Si les ventes de vinyles augmentent, celles des tables tournantes aussi, qu'elles soient neuves ou usagées. On peut s'en procurer dans des boutiques spécialisées, comme chez Urban Outfitters ou dans les marchés aux puces.

Émilie Côté LA PRESSE

«J'en ai toujours vendu, mais il y a un regain depuis deux ans», indique Claude Chartier, qui sert depuis 35 ans les clients du magasin Son idéal, au centre-ville.

«L'année 2009 a été une très bonne année», affirme Kirk Heiden, responsable du marketing et des communications chez ION Audio, dont l'entreprise est située dans le Rhode Island.

ION Audio est l'entreprise qui a «inventé» les tables tournantes avec connexion USB, mises en marché en 2006. On peut les brancher dans le port USB d'un ordinateur, pour numériser directement les disques vinyles en format MP3.

En avril 2008, ION Audio avait vendu un million de tables tournantes USB. «Nous sommes rendus à deux millions», indique Kirk Heiden.

Moog Audio, incontournable boutique d'équipements et d'instruments de musique du boulevard Saint-Laurent, vend depuis longtemps des tables tournantes à des DJ. «Mais depuis deux ou trois ans, on en vend beaucoup à des consommateurs», explique le propriétaire, Alexandre Kano.
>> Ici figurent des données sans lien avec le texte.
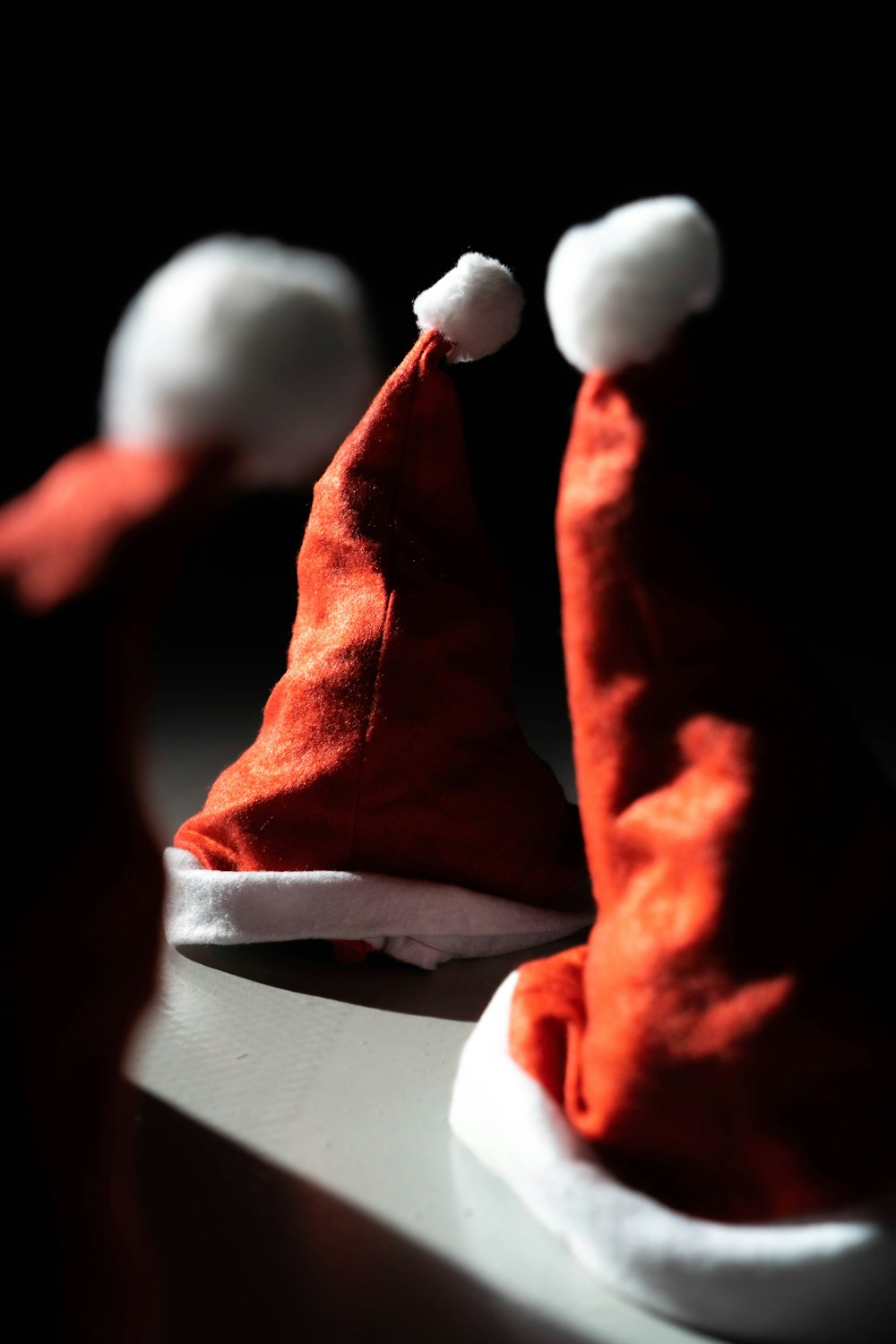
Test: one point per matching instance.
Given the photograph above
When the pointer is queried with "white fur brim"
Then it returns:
(823, 1279)
(421, 922)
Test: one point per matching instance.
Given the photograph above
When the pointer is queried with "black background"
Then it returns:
(401, 172)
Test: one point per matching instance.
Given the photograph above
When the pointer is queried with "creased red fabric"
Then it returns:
(390, 745)
(723, 1040)
(86, 558)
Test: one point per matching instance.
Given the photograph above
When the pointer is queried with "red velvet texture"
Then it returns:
(86, 558)
(390, 745)
(721, 1039)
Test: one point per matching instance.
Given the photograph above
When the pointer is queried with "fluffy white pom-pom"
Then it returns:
(477, 306)
(246, 343)
(618, 289)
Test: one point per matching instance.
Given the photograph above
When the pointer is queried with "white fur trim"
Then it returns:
(618, 289)
(802, 1281)
(477, 306)
(244, 341)
(422, 922)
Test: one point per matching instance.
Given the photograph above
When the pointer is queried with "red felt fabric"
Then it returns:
(86, 556)
(721, 1039)
(390, 745)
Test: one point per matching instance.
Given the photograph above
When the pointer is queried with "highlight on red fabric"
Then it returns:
(721, 1040)
(351, 952)
(94, 513)
(390, 745)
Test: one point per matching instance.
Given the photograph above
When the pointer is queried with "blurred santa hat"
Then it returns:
(238, 349)
(700, 1101)
(239, 359)
(390, 800)
(249, 343)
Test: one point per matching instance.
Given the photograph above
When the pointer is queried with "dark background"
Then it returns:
(797, 418)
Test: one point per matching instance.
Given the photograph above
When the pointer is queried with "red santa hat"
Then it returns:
(203, 386)
(702, 1101)
(390, 800)
(238, 349)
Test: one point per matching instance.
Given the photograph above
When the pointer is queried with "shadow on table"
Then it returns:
(249, 1253)
(457, 991)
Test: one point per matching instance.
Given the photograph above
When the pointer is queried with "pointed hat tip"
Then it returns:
(619, 288)
(477, 306)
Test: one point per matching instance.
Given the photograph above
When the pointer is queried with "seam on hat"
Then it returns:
(389, 574)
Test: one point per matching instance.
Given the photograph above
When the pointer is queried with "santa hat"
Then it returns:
(702, 1101)
(249, 343)
(390, 800)
(223, 366)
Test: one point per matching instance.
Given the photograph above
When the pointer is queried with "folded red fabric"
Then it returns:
(390, 745)
(720, 1040)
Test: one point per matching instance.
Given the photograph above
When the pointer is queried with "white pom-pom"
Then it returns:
(246, 343)
(618, 289)
(477, 306)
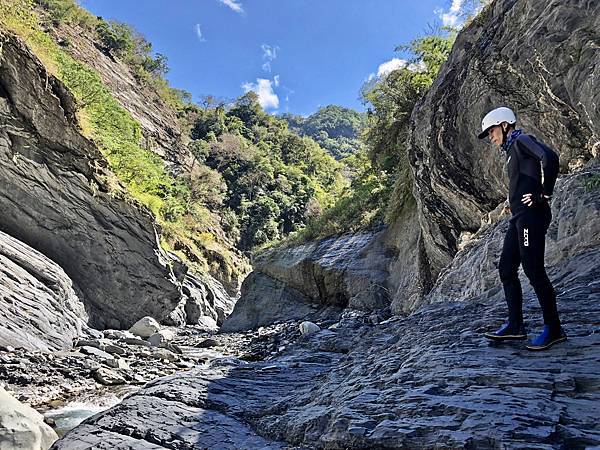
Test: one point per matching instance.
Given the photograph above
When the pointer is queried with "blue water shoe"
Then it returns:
(547, 339)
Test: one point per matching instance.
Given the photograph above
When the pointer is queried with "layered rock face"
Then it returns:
(159, 124)
(39, 309)
(21, 427)
(540, 58)
(53, 197)
(571, 244)
(429, 380)
(351, 271)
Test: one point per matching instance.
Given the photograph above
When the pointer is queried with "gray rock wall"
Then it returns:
(573, 233)
(53, 197)
(353, 271)
(540, 58)
(39, 309)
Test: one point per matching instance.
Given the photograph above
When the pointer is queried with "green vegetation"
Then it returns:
(381, 184)
(252, 180)
(185, 220)
(336, 129)
(592, 182)
(275, 180)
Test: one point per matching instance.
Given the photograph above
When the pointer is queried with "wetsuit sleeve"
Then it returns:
(549, 160)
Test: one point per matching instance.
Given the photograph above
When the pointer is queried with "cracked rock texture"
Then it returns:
(429, 380)
(540, 58)
(359, 271)
(40, 309)
(53, 198)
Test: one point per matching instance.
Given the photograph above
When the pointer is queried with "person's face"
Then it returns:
(495, 135)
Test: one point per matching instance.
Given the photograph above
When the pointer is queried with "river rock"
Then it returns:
(117, 334)
(96, 352)
(161, 337)
(207, 323)
(21, 427)
(108, 377)
(145, 327)
(307, 328)
(137, 341)
(117, 363)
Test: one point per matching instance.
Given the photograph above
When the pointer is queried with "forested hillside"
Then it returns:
(335, 128)
(238, 178)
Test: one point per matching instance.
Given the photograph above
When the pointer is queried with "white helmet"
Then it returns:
(496, 117)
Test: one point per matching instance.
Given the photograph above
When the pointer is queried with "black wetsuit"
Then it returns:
(524, 242)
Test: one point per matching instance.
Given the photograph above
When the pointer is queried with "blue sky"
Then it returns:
(298, 55)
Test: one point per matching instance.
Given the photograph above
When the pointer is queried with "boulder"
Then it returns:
(145, 327)
(161, 337)
(108, 377)
(307, 328)
(353, 270)
(208, 323)
(21, 427)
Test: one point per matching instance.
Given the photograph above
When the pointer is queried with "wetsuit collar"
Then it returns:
(511, 138)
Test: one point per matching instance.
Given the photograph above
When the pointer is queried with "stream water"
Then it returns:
(72, 413)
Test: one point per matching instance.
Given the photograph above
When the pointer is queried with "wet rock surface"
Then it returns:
(427, 380)
(298, 282)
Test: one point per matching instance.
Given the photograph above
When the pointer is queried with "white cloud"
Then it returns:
(451, 18)
(233, 5)
(199, 33)
(269, 55)
(390, 66)
(394, 64)
(417, 67)
(267, 98)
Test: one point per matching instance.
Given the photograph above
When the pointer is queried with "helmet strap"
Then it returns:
(505, 132)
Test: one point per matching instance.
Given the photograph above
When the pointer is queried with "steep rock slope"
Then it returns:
(360, 271)
(54, 198)
(39, 309)
(429, 380)
(160, 126)
(573, 236)
(540, 58)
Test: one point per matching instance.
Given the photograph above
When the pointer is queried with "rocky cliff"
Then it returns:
(540, 58)
(54, 198)
(40, 308)
(429, 380)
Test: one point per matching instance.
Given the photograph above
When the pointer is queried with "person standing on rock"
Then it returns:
(524, 242)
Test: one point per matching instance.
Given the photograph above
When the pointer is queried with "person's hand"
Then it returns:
(534, 199)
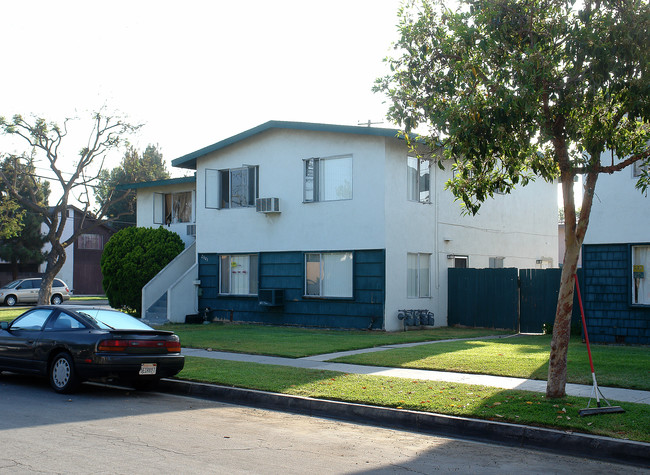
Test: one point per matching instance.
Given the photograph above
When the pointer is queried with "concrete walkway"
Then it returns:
(320, 362)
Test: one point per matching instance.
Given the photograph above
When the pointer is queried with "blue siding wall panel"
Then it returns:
(611, 317)
(285, 270)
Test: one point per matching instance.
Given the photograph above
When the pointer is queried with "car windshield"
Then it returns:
(113, 320)
(12, 285)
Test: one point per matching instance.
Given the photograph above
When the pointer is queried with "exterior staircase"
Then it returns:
(173, 293)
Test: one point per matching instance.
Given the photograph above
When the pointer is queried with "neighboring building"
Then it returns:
(82, 270)
(333, 226)
(617, 294)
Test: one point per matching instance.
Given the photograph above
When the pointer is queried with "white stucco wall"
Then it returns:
(332, 225)
(521, 227)
(145, 209)
(619, 212)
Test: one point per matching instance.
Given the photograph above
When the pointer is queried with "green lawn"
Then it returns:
(522, 357)
(296, 342)
(519, 407)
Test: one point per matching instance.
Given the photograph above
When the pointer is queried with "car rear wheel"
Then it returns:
(63, 377)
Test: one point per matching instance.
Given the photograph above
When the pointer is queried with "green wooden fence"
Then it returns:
(521, 300)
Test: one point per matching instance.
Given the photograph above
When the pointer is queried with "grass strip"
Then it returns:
(294, 342)
(521, 357)
(519, 407)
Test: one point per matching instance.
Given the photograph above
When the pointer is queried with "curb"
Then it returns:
(567, 443)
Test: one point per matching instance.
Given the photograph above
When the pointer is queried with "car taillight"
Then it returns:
(122, 345)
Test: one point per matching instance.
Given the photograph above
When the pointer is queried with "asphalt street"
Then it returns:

L'an dernier, il a vendu près de 400 modèles ION. «Surtout à des gens qui veulent transférer leur librairie», explique-t-il.

Chez Son idéal, Claude Chartier vend des tables tournantes neuves qui valent plusieurs centaines de dollars, si ce n'est pas des milliers de dollars. Ce sont de véritables oeuvres d'art.

Mais pas besoin d'être riche pour avoir un bon tourne-disque. «Il y a un gros marché de l'usagé pour les jeunes, explique-t-il. Les anciennes Technics se vendent au même prix qu'à l'époque (175$-200$).»

Selon lui, les tables tournantes USB «ne sonnent pas bien». Quant à MC Gilles, chroniqueur à Infoman – mais avant tout un amoureux de vinyles devant l'Éternel –, il les trouve «inutiles», car il suffit d'un fil et d'un logiciel d'édition de son pour numériser des 33 ou des 45 tours.

MC Gilles est propriétaire d'un modèle Technics 1200. Aux gens qui seraient tenté d'acheter un tourne-disque dans un marché aux puces, il conseille d'acheter des marques connues. «Sinon, tu ne seras pas capable de remplacer l'aiguille».